Clara amaneció ese lunes con el mismo dilema existencial de siempre: ¿levantarse para ser una adulta responsable o fingir que su despertador había muerto en circunstancias trágicas? El pitido insistente del aparato le dio la respuesta. A regañadientes, se incorporó de la cama, con el pelo enredado como si hubiera luchado con un mapache en sueños.
Se sentó en la orilla, agarró el móvil y, en lugar de abrir el correo o las noticias, abrió lo único que últimamente la entretenía más que cualquier serie: la aplicación de citas.
Allí estaba todavía, brillando en su pantalla, el noveno perfil que había marcado como decente. Carlos, 35 años, separado, tres hijos, moto que funcionaba “a veces”. La biografía era tan peculiar que parecía un sketch escrito para un programa nocturno:
"Hola, soy Carlos, 35 años, separado, tengo tres hijos y busco mujer que entienda mis tiempos. No tengo coche, pero tengo moto. A veces funciona."

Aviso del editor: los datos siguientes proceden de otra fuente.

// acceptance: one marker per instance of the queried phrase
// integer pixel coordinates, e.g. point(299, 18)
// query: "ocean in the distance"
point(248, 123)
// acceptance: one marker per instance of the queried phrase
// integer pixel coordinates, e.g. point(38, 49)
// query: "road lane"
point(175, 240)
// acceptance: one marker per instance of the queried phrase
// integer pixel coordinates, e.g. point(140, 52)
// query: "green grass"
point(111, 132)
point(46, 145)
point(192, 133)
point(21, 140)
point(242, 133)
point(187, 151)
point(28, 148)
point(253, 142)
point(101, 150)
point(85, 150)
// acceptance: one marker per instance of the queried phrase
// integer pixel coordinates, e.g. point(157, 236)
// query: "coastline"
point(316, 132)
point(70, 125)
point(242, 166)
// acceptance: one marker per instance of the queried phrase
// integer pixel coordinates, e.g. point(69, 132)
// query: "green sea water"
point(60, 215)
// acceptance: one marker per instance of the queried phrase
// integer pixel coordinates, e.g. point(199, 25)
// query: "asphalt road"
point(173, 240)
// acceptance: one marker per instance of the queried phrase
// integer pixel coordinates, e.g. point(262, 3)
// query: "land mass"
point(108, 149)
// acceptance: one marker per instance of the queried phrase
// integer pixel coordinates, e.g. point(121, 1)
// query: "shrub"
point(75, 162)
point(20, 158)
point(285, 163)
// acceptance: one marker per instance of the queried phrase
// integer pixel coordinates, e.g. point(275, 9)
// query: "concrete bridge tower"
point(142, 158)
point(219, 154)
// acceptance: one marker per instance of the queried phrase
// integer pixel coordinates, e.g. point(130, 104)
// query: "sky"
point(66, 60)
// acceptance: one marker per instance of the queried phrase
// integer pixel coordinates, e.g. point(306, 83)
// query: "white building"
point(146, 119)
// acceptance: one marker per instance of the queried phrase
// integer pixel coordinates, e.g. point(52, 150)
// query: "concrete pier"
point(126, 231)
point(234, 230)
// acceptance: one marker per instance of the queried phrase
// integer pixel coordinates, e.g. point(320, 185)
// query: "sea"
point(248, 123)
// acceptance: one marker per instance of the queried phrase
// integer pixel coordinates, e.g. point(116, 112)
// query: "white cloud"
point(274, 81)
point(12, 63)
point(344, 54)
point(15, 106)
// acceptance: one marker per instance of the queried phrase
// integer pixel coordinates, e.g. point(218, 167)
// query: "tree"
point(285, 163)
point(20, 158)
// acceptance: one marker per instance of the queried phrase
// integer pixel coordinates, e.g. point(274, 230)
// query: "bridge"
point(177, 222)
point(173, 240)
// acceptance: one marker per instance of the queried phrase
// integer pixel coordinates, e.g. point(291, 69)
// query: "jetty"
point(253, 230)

Clara no pudo evitar reír. No era un multimillonario, ni un galán de revista, pero había algo refrescante en la brutal sinceridad de aquel texto. Mientras otros presumían viajes imposibles o cuerpos esculpidos con Photoshop, Carlos admitía sus limitaciones como si estuviera avisando: “entra bajo tu propio riesgo”.
—Bueno, peor sería otro que me pida foto de los pies a los cinco minutos —murmuró, recordando experiencias pasadas.
Decidió darle match. Total, lo peor que podía pasar era que le contara historias de sus hijos o que la moto se quedara tirada en mitad de la primera cita. Al menos, sería anecdótico.
Con esa decisión tomada, se duchó, escogió un vestido sencillo —“arreglada pero no tanto”— y salió rumbo a la oficina. Mientras caminaba, ensayaba mentalmente qué le diría a la jefa. Seguro que le preguntaría si ya había elegido a uno de los “candidatos oficiales” que le había pasado, como si estuvieran en un catálogo de supermercado. Pero Clara estaba lista: diría que había encontrado a alguien decente por cuenta propia.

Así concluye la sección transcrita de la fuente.